Keine Kundennamen genannt
Im Ersuchen selber wurden keine Kundennamen genannt. Vielmehr wurden die Verhaltensweisen der fraglichen CS-Mitarbeiter umschrieben und verschiedene Suchkriterien zur Identifikation bestimmter Kategorien von Bankkunden genannt. Der konkrete Fall betrifft einen Kunden der Kategorie mit US-Wertschriften.
Die Eidgenössische Steuerverwaltung (ESTV) kam im Januar 2012 zum Schluss, dass alle Voraussetzungen für die Amtshilfe erfüllt seien. Das Bundesverwaltungsgericht hat die Beschwerde des CS-Kunden nun gutgeheissen. Laut dem Piloturteil darf in der fraglichen Kategorie keine Amtshilfe geleistet werden, wenn die Betrugskriterien nicht genauer umschrieben werden.
Entscheid definitiv
Der Entscheid kann nicht beim Bundesgericht angefochten werden. Laut Gericht könnte aufgrund der Angaben im Amtshilfegesuch zwar auf ein betrügerisches Verhalten von CS-Mitarbeitern geschlossen werden. Die Kunden selber hätten gemäss den Suchkriterien aber höchstens eine Steuerhinterziehung begangen.

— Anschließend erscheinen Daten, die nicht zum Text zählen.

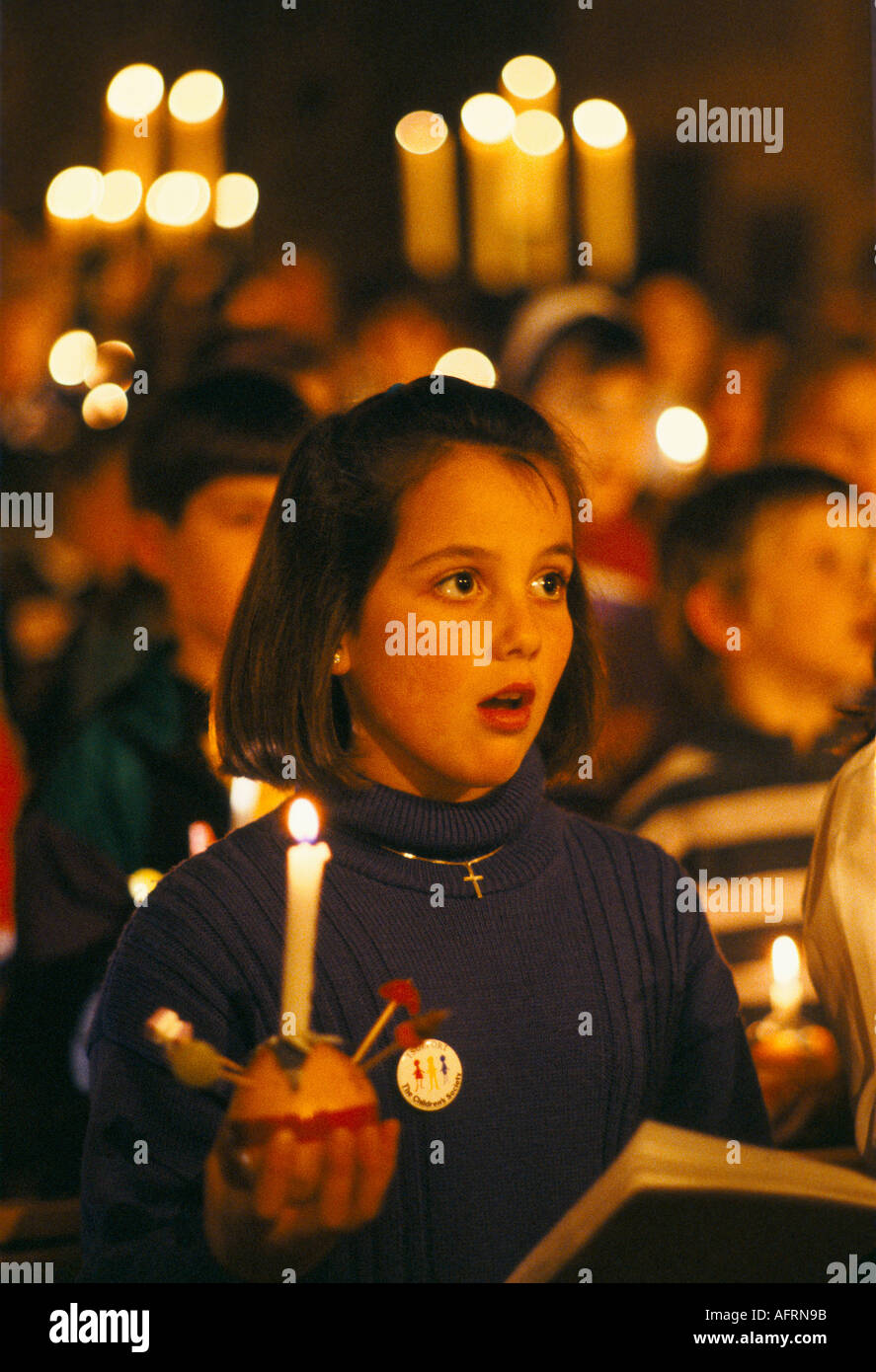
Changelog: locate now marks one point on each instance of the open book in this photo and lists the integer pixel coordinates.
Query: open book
(675, 1207)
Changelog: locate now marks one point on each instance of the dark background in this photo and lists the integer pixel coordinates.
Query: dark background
(313, 95)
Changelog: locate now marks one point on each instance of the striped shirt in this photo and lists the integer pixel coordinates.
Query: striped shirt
(738, 808)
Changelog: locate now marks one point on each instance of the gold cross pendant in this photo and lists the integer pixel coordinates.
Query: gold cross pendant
(475, 877)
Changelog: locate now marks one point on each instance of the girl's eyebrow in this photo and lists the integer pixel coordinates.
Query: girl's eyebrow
(467, 551)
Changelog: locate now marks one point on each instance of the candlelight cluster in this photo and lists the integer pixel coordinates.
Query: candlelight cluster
(517, 175)
(162, 159)
(105, 369)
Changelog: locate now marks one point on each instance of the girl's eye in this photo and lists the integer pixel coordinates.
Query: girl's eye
(555, 583)
(463, 580)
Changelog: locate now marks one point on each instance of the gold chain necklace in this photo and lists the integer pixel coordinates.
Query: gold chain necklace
(450, 862)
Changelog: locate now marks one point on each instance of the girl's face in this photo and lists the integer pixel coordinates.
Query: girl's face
(482, 544)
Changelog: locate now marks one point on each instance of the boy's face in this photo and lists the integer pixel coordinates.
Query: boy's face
(416, 718)
(608, 414)
(810, 600)
(204, 559)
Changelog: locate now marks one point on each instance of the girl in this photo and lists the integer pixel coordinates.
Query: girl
(583, 999)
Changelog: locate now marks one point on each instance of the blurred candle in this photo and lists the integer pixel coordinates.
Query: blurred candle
(496, 249)
(71, 357)
(305, 862)
(428, 171)
(540, 192)
(197, 105)
(605, 187)
(468, 365)
(176, 210)
(119, 203)
(785, 992)
(236, 200)
(70, 203)
(530, 84)
(132, 121)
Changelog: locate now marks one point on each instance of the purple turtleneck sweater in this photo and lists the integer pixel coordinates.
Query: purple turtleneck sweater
(574, 918)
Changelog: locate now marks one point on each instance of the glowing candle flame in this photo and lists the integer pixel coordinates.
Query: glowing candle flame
(302, 819)
(598, 123)
(468, 365)
(785, 959)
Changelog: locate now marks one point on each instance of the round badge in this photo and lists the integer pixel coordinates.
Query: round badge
(430, 1076)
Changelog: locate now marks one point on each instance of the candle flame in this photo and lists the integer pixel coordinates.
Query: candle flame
(785, 959)
(468, 365)
(302, 819)
(488, 118)
(528, 77)
(600, 123)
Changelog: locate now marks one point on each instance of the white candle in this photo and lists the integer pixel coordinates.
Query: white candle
(497, 250)
(605, 187)
(785, 992)
(428, 169)
(305, 862)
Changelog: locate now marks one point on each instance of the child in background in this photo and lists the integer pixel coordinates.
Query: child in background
(839, 929)
(123, 792)
(769, 616)
(453, 505)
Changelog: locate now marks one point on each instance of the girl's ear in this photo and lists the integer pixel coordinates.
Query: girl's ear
(151, 539)
(710, 614)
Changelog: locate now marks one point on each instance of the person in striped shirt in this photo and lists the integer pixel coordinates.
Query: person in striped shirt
(767, 615)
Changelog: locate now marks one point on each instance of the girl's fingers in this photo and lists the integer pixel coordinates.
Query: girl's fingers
(338, 1181)
(277, 1169)
(378, 1147)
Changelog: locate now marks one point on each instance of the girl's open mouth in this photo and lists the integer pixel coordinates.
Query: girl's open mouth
(510, 710)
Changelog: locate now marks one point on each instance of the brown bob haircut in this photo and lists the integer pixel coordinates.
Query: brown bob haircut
(277, 695)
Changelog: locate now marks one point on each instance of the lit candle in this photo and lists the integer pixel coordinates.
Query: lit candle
(497, 260)
(70, 203)
(132, 119)
(428, 169)
(197, 105)
(530, 84)
(540, 195)
(785, 992)
(605, 187)
(176, 211)
(303, 878)
(243, 798)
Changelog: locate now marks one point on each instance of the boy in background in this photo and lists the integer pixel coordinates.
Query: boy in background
(769, 618)
(123, 792)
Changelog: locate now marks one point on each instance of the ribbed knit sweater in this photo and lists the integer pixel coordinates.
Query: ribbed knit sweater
(574, 918)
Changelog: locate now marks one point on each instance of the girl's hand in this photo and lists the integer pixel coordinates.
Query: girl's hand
(287, 1207)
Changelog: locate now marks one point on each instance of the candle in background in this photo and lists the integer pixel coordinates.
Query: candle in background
(119, 203)
(132, 121)
(497, 253)
(176, 210)
(785, 992)
(305, 862)
(605, 187)
(235, 202)
(70, 203)
(428, 171)
(530, 84)
(197, 105)
(540, 195)
(243, 796)
(468, 365)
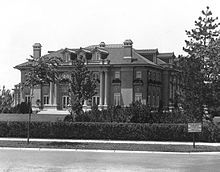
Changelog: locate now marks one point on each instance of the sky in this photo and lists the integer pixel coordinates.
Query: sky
(60, 24)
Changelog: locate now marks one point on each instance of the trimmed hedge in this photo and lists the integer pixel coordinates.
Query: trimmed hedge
(112, 131)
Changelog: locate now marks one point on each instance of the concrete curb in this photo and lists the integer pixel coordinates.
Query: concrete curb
(107, 151)
(109, 141)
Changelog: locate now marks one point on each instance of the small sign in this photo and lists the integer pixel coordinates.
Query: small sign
(194, 127)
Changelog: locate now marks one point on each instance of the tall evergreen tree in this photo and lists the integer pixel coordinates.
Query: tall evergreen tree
(197, 67)
(43, 70)
(82, 85)
(6, 100)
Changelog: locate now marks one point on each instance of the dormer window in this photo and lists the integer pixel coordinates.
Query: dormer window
(138, 74)
(97, 56)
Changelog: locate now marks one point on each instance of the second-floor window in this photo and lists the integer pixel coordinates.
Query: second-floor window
(117, 99)
(138, 97)
(95, 100)
(65, 101)
(27, 98)
(46, 99)
(138, 74)
(67, 57)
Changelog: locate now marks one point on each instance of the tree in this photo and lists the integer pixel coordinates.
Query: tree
(43, 70)
(5, 100)
(82, 85)
(200, 68)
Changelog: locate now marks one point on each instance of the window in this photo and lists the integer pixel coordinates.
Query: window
(117, 99)
(67, 57)
(95, 100)
(46, 99)
(117, 75)
(138, 97)
(65, 101)
(27, 98)
(138, 74)
(96, 76)
(157, 101)
(97, 56)
(149, 100)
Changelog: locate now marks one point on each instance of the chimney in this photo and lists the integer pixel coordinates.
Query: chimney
(102, 44)
(127, 48)
(37, 50)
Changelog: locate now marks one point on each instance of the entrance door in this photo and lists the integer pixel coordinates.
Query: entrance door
(65, 101)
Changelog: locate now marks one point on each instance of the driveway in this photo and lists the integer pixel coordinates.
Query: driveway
(28, 160)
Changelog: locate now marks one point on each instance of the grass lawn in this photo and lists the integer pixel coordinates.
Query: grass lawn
(111, 146)
(34, 117)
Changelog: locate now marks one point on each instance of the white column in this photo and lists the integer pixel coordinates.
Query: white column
(51, 93)
(106, 89)
(101, 90)
(55, 94)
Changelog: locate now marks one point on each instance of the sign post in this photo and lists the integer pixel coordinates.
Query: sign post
(194, 128)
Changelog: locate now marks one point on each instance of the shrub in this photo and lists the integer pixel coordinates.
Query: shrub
(113, 131)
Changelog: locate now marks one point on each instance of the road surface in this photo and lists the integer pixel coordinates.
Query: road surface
(52, 161)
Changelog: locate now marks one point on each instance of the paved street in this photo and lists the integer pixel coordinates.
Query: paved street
(28, 160)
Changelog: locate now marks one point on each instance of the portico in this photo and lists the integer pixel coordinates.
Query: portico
(103, 92)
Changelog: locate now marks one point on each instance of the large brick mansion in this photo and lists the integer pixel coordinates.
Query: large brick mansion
(125, 74)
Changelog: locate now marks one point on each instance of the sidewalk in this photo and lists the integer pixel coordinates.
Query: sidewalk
(109, 141)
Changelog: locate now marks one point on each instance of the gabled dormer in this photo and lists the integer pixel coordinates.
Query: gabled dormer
(99, 54)
(84, 54)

Das sei gemäss dem DBA-USA 96 nicht amtshilfefähig. Erst die ESTV habe im Nachhinein das Element der «Arglist» erstellt, das zur Bejahung eines betrügerischen Verhaltens erforderlich wäre. Ein solches Vorgehen widerspreche dem Verhältnismässigkeitsprinzip.
Amtshilfe weiter möglich
Direkt auswirken wird sich der Entscheid auf die 30 ähnlichen Verfahren, die derzeit vor Bundesverwaltungsgericht noch hängig sind. Wie das Staatssekretariat für internationale Finanzfragen (SIF) am Mittwoch mitteilte, wurden die Bankdaten zu 150 Kunden, die sich nicht beschwert hatten, bereits an die IRS übermittelt.

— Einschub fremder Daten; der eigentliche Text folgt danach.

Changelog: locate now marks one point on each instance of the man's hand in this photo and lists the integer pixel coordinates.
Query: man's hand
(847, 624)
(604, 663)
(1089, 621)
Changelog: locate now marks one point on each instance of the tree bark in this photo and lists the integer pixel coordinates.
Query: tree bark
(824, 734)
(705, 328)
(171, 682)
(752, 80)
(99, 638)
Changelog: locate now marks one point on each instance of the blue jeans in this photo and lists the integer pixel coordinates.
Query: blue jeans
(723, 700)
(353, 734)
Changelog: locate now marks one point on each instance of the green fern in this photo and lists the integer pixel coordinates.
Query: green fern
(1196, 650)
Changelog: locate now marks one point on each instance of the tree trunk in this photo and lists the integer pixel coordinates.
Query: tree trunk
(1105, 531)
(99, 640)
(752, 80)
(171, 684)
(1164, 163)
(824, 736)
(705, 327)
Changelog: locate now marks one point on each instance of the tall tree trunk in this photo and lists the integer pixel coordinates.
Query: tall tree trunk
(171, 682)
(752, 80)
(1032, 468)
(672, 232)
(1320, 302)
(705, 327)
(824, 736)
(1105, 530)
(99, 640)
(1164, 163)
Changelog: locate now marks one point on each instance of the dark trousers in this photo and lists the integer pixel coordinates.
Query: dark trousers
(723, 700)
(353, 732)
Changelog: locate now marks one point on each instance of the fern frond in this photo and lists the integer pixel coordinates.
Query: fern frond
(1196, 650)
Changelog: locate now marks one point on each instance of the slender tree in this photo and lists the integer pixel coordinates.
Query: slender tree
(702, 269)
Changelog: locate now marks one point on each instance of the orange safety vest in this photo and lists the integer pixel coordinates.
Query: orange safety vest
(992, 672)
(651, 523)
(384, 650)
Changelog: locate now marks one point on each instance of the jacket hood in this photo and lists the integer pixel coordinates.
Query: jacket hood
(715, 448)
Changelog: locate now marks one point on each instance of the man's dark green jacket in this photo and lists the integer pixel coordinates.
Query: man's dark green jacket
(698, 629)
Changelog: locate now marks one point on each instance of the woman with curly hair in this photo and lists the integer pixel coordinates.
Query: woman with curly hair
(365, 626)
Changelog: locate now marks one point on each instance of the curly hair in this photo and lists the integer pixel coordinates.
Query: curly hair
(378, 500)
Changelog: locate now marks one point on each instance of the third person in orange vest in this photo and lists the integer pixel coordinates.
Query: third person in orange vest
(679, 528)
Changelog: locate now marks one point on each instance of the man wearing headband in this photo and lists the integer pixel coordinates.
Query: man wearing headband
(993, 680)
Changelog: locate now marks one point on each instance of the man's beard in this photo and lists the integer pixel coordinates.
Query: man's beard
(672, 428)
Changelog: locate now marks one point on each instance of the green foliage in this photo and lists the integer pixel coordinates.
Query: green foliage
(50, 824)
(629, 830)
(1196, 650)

Die Schweiz werde die zuständige US-Behörde auf die vom Gericht festgestellten Probleme hinweisen. Die USA könnten weitere Ersuchen stellen, müssten die Suchkriterien zur Identifikation der betroffenen Personen aber besser darlegen. Bankkundendaten können damit nach wie vor über den Amtshilfeweg ausgetauscht werden.

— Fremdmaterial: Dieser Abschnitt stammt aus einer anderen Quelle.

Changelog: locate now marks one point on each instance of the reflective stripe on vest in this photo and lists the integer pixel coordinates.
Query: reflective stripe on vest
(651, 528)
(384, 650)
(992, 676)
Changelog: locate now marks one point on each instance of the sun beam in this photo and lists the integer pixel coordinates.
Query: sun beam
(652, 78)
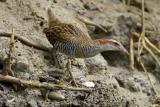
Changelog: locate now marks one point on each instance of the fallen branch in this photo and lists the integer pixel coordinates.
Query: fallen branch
(36, 84)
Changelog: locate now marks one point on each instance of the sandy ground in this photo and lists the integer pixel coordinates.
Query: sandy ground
(109, 70)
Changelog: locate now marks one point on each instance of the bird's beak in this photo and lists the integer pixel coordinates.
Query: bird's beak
(123, 49)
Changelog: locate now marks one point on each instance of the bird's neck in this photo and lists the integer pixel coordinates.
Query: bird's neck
(101, 44)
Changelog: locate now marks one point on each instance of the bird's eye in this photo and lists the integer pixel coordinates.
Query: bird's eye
(116, 43)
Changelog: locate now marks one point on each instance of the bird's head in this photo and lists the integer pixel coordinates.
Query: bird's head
(112, 42)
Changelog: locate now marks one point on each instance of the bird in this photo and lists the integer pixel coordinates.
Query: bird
(70, 40)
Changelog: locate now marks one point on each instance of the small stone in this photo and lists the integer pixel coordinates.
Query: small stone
(89, 84)
(3, 0)
(90, 6)
(56, 96)
(21, 66)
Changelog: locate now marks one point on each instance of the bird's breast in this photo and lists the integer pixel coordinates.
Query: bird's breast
(75, 49)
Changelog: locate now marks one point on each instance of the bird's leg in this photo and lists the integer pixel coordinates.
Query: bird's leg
(68, 72)
(69, 66)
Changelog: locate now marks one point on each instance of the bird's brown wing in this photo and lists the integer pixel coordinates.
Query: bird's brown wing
(67, 32)
(77, 32)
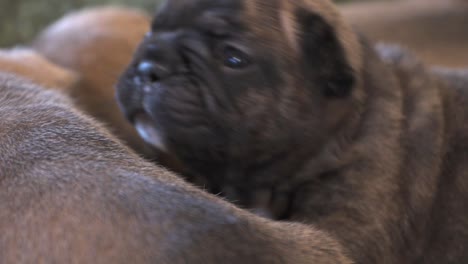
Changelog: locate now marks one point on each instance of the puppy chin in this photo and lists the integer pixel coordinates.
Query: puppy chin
(150, 134)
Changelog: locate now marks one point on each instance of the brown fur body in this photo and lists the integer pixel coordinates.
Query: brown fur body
(97, 44)
(435, 30)
(279, 105)
(33, 66)
(71, 193)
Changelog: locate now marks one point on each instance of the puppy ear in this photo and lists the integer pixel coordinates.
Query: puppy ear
(324, 57)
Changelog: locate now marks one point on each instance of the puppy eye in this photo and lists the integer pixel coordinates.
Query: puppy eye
(234, 58)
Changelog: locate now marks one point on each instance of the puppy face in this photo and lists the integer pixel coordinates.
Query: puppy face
(233, 83)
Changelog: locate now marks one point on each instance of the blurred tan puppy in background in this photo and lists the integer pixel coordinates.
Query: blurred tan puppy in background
(33, 66)
(97, 44)
(435, 30)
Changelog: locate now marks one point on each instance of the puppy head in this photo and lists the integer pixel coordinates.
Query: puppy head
(29, 64)
(241, 81)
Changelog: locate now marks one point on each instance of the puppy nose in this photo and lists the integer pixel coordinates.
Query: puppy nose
(150, 71)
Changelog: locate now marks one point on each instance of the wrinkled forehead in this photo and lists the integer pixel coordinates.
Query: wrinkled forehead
(173, 14)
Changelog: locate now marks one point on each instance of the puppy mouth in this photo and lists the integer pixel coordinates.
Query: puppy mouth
(144, 125)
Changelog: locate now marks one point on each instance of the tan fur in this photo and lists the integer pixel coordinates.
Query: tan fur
(71, 193)
(435, 30)
(98, 43)
(380, 167)
(30, 64)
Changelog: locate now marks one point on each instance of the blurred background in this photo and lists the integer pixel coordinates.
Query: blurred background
(20, 20)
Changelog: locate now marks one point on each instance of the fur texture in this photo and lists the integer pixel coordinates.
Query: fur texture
(280, 106)
(435, 30)
(33, 66)
(71, 193)
(97, 44)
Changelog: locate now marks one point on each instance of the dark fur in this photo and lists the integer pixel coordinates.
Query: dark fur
(368, 146)
(72, 194)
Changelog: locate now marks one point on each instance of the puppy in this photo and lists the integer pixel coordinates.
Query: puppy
(434, 29)
(71, 193)
(279, 105)
(33, 66)
(97, 44)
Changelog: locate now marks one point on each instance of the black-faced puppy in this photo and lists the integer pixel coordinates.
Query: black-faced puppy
(280, 105)
(97, 43)
(71, 193)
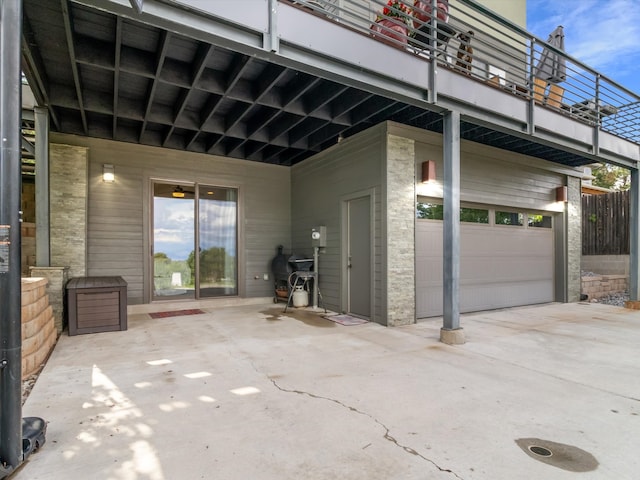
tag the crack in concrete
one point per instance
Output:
(387, 435)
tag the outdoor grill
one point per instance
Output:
(286, 269)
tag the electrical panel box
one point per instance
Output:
(319, 237)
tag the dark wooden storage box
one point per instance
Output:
(96, 304)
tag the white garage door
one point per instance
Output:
(506, 262)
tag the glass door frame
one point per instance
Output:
(196, 232)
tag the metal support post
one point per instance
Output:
(271, 40)
(315, 278)
(634, 236)
(451, 331)
(10, 284)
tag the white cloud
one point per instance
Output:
(602, 34)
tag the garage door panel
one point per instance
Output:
(500, 266)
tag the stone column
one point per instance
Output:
(68, 207)
(401, 213)
(574, 239)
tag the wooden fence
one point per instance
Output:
(605, 224)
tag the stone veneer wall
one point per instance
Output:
(57, 278)
(606, 264)
(38, 329)
(599, 286)
(28, 250)
(574, 239)
(400, 202)
(68, 207)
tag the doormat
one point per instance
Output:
(347, 320)
(176, 313)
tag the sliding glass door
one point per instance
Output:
(188, 219)
(217, 237)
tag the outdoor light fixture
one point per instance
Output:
(108, 173)
(428, 171)
(178, 192)
(562, 194)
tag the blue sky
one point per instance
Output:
(604, 34)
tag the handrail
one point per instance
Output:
(505, 55)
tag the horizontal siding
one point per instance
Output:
(319, 185)
(119, 224)
(489, 175)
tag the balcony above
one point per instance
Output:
(278, 81)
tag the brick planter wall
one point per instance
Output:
(602, 285)
(38, 330)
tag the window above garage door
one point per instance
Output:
(428, 210)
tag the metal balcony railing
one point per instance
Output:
(504, 55)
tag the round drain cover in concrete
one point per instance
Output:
(566, 457)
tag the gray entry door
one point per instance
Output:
(359, 257)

Auch mit dem neuen Doppelbesteuerungsabkommen, das in den USA noch nicht genehmigt worden sei, würden solche Gruppenanfragen weiter möglich sein, sobald es in Kraft gesetzt werde. Laut SIF werden im Übrigen die Verhandlungen über eine Einigung im Steuerstreit mit den USA fortgeführt.
Zweite Welle
Gemäss dem neuen Abkommen wird künftig zudem auch bei Steuerhinterziehung Amtshilfe möglich sein. Die Credit Suisse wollte das Urteil am Mittwoch nicht kommentieren. Die ESTV will zunächst eine Analyse zu den rechtlichen Auswirkungen des Entscheides machen, wie deren Sprecher Beat Furrer erklärte.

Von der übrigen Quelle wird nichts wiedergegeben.